“Blitz” - Film Review
Writer/director Steve McQueen is back with Blitz, the first feature-length narrative film since his criminally underrated 2018 flick, Widows. In 2020, McQueen released his anthology series, Small Axe, that told various stories of England in the ’60s and ’80s. Blitz takes McQueen even further back in time to 1940s London. The film’s name comes from the German bombing campaign that lasted eight months and destroyed much of the city of London. While Blitz is created under McQueen’s signature eye, the film is stifled by the expectations put upon a period piece.
Rita (Saoirse Ronan) is a single mother to her son George (Elliott Heffernan), and the two live with Gerald (Paul Weller), Rita’s father. In the summer of 1939, Operation Pied Piper began and over 800,000 children were evacuated from London to safety until the war ended. George was not one of those children because Rita couldn’t bear the thought of being without him. However, as the bombing intensifies, Rita makes the choice to send George away. While on the train, George decides to escape and make his way back to his mother, but finds himself in peril.

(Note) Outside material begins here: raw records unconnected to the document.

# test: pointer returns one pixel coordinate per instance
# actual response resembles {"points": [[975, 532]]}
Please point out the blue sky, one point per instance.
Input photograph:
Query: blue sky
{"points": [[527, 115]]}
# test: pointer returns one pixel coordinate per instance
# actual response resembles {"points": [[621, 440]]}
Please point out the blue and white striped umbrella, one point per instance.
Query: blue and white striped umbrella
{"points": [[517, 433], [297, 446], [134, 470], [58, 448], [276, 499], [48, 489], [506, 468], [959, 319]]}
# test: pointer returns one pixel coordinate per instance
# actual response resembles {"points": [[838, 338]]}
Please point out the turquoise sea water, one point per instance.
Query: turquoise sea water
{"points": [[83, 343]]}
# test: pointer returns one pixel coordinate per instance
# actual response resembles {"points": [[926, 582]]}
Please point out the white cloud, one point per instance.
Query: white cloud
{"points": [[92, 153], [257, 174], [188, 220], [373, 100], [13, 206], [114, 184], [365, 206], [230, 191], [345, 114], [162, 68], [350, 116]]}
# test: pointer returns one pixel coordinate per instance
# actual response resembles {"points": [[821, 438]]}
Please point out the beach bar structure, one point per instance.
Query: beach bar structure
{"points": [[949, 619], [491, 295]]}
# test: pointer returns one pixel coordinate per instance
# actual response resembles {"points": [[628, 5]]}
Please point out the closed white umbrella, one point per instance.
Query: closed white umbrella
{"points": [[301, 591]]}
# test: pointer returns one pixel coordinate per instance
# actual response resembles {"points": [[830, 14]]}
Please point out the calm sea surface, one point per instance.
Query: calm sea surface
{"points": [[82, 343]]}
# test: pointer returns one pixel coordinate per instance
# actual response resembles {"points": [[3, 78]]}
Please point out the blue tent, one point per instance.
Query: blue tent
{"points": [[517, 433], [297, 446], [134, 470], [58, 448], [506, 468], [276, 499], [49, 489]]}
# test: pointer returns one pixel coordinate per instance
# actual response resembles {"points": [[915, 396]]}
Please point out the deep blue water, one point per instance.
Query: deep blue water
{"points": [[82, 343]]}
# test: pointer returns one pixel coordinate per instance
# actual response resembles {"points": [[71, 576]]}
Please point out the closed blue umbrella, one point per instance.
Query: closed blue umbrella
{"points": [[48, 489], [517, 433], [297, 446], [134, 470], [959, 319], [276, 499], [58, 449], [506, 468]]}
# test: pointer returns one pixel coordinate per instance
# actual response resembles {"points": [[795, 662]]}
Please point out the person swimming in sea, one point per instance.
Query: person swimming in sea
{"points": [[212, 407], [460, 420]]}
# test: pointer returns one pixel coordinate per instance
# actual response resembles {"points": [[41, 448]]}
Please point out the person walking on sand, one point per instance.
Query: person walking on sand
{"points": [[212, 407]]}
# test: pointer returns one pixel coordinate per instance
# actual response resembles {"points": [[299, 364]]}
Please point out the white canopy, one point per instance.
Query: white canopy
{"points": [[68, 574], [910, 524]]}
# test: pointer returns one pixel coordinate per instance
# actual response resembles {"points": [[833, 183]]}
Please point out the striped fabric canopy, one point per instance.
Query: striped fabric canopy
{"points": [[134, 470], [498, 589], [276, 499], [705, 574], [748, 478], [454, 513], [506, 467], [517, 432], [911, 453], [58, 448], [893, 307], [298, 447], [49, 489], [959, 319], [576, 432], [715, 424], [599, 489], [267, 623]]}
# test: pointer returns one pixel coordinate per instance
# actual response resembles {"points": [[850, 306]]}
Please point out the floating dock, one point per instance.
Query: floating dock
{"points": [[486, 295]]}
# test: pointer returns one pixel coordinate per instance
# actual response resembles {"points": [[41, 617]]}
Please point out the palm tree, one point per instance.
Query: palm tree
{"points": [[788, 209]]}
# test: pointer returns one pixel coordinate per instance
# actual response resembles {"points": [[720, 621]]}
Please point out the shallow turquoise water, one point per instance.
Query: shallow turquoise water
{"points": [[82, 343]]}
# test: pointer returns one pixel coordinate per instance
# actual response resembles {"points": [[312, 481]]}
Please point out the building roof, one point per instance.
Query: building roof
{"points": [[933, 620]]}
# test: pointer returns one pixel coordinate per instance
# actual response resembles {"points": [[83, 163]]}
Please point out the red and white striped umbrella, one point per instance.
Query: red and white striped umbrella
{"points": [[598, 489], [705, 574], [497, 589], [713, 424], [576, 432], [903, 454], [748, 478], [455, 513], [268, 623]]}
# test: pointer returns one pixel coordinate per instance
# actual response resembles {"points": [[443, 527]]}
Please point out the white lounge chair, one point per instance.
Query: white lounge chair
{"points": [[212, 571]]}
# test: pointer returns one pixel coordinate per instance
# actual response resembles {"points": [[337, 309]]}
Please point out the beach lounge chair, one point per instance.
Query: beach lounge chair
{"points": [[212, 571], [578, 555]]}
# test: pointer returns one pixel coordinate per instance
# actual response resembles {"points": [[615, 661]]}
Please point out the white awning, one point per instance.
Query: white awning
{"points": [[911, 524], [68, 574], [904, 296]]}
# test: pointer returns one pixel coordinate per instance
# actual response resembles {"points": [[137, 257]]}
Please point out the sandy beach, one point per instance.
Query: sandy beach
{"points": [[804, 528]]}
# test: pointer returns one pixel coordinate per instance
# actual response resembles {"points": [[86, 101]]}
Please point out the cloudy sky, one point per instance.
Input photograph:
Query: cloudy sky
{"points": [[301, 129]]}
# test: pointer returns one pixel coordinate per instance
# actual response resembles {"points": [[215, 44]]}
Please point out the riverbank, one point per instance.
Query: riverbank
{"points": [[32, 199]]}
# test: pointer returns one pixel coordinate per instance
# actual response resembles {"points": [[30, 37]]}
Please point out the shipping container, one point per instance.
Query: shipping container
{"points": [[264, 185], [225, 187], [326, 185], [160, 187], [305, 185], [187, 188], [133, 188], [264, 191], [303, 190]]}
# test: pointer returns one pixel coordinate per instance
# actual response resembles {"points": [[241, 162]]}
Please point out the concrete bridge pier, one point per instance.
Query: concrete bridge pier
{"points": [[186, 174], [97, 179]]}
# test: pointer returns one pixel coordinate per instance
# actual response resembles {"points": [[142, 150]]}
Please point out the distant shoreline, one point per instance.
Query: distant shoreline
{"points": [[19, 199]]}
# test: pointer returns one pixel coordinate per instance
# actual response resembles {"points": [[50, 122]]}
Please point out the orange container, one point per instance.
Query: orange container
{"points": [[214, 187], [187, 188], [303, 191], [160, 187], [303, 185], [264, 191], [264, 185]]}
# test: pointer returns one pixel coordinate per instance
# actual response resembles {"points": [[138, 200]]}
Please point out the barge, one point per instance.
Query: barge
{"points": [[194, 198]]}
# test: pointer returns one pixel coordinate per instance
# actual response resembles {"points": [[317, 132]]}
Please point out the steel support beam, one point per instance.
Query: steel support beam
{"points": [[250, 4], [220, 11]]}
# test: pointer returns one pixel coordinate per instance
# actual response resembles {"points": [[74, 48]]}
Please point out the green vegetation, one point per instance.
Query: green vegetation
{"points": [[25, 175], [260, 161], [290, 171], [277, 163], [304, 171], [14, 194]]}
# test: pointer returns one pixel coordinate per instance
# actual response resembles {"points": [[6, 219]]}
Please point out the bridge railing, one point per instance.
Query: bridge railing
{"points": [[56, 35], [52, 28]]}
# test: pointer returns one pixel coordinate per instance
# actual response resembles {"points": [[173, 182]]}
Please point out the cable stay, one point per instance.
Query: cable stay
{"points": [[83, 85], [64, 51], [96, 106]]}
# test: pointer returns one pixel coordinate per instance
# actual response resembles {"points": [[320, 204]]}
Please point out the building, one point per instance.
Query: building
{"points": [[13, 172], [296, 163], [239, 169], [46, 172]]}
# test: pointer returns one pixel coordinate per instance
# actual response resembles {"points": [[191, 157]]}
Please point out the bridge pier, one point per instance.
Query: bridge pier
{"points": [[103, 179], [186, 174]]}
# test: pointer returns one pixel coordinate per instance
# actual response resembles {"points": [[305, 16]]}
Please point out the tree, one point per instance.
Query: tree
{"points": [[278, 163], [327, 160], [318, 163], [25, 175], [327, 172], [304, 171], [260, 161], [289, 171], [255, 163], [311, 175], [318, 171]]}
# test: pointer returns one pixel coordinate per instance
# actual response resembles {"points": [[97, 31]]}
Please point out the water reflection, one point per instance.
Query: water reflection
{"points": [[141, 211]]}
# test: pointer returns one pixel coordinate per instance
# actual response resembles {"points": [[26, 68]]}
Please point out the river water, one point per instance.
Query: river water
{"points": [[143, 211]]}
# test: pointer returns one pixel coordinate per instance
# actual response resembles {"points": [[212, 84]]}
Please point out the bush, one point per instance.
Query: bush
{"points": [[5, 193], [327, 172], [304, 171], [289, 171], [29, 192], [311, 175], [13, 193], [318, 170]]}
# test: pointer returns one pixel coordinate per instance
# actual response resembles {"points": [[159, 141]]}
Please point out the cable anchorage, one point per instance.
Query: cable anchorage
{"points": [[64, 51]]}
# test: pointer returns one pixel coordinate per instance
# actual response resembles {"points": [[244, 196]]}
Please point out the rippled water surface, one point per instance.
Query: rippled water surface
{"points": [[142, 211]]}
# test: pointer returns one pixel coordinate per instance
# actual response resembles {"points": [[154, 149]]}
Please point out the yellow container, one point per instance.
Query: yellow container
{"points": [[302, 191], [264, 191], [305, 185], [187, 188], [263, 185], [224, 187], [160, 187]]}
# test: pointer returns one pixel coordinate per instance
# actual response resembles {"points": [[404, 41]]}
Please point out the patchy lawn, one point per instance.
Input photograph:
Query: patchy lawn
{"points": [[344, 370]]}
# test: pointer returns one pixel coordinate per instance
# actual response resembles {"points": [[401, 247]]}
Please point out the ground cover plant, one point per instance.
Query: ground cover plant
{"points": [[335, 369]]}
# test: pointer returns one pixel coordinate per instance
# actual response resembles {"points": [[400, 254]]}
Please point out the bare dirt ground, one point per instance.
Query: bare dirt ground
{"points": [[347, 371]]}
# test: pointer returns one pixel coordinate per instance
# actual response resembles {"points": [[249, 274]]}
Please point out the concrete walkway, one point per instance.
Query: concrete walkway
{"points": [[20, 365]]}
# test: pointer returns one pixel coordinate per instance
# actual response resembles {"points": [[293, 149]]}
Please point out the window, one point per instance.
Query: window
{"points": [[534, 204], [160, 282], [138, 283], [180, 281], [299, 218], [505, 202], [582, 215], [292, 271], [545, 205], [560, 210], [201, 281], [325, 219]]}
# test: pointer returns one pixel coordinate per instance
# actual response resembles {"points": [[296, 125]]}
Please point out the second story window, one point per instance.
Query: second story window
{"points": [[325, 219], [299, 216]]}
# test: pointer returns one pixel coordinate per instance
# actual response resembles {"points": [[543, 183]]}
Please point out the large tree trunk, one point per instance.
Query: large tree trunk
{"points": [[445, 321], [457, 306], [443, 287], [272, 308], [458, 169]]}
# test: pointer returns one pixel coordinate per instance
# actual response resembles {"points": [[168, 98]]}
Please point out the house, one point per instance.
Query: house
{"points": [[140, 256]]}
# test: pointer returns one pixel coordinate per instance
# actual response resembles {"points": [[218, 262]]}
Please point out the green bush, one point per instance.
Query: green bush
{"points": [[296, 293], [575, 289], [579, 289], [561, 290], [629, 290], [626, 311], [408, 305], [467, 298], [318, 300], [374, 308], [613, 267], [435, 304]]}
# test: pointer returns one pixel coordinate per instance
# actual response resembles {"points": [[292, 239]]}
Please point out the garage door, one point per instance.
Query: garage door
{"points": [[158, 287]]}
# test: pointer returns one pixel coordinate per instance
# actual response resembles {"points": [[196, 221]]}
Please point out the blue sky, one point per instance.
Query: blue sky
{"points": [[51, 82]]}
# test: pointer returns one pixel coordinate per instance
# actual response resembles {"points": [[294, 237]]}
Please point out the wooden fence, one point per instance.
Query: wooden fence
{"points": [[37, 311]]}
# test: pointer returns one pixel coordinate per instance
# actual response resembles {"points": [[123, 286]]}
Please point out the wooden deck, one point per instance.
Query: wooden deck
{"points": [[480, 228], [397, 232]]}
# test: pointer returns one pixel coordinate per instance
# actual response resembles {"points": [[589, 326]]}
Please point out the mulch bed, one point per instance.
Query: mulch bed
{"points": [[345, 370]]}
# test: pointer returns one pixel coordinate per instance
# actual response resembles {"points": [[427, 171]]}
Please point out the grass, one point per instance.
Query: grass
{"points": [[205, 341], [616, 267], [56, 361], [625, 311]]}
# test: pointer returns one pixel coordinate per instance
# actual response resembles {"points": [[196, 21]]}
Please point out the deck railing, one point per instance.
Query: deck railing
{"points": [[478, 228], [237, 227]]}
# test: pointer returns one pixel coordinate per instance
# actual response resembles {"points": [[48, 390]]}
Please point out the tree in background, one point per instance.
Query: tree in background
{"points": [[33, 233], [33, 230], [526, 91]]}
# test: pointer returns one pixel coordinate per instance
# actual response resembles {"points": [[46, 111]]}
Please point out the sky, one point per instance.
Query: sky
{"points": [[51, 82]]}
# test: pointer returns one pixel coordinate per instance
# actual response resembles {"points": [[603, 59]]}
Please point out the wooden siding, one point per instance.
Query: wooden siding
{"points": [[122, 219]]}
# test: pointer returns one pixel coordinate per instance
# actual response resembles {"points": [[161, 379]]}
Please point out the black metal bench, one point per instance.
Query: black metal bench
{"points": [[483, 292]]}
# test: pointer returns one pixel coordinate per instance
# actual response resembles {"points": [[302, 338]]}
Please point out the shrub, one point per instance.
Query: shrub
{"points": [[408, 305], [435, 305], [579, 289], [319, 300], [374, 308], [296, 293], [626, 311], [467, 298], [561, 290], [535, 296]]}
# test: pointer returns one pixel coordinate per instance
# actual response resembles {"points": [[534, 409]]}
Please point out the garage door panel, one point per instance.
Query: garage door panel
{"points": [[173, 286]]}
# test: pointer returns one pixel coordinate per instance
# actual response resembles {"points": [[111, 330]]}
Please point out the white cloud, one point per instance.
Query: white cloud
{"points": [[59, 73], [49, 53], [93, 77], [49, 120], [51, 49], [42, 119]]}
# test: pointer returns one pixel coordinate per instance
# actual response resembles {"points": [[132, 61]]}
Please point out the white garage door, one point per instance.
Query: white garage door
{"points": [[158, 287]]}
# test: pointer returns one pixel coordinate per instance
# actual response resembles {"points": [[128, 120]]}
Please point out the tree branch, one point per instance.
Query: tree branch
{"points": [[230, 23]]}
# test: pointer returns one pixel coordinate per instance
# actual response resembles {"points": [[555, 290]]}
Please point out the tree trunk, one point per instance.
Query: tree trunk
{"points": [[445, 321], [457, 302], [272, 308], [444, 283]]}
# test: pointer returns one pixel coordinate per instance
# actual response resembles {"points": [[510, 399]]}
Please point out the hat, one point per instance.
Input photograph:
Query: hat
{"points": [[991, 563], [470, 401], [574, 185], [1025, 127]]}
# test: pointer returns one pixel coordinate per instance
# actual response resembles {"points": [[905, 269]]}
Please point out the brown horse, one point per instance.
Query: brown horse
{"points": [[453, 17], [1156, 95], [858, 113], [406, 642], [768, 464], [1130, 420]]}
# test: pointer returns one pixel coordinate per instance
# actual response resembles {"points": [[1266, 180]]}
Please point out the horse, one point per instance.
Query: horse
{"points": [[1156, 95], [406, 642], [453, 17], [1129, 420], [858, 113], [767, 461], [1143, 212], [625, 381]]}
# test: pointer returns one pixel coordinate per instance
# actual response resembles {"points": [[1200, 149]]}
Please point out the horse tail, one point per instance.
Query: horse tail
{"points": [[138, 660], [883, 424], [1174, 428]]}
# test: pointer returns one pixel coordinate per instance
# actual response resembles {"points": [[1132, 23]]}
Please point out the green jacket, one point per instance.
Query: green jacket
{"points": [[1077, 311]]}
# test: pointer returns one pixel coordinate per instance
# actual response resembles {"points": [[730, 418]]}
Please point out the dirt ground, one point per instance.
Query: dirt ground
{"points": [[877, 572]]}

If Emilia Perez has shown us anything, it’s that there is no movie that cannot be turned into a musical. Rarely do you watch a movie and think, this is begging to be a musical, yet that is the sensation that Blitz leaves with its audience. Music and the use of sound are already intrinsically woven into the DNA of the film. Rita performs a song for the BBC, her father plays the piano nightly, and Ife (Benjamin Clementine), the kind police officer who helps George, sings while he completes his nightly rounds. Even the rhythmic nature of Rita’s factory job could easily lend itself to song. McQueen has created a story that relies on music, and it’s a shame that Blitz isn’t a full-blown musical in its own right. A different approach would have allowed Blitz to separate itself from the trappings of the genre.
Blitz will likely find its way into the classrooms of high school history teachers. The film gives a broad overview of life in World War II London and is a relatively accurate period piece. One of the film’s strongest components is that it doesn’t shy away from the racism on the homefront. So often, World War II is taught that it’s the good guys against the bad guys. That everyone who fought against Hitler was also against his ideals. The reality is that people could be anti-Hitler, but also be racist toward their neighbors. Blitz makes that reality one of its main plot points and it’s an important part of history that is rarely shown in this style of movie.
It’s hard to see Blitz as anything beyond its well-done interpretation of historical events. The flashbacks of pre-war life slow down the present-day narrative (that somehow takes place over the course of a day and a half). Ronan, who is usually the standout in any film she touches, is dimmed. She is given too little time to show the emotional distance her character has traveled. Her decision to send George away is quick, and it would have been interesting to see how she came to this conclusion. The same can be said about how she immediately recovered from losing George. Blitz is covering too much ground and misses the personal, emotional journey that would make the film special.
Even if Blitz doesn’t entirely distinguish itself from other films about this period in time, it still provides an important perspective and adds context to our collective history. We are doomed to repeat what we cannot learn from, and there is much within Blitz that is all-too-relevant today.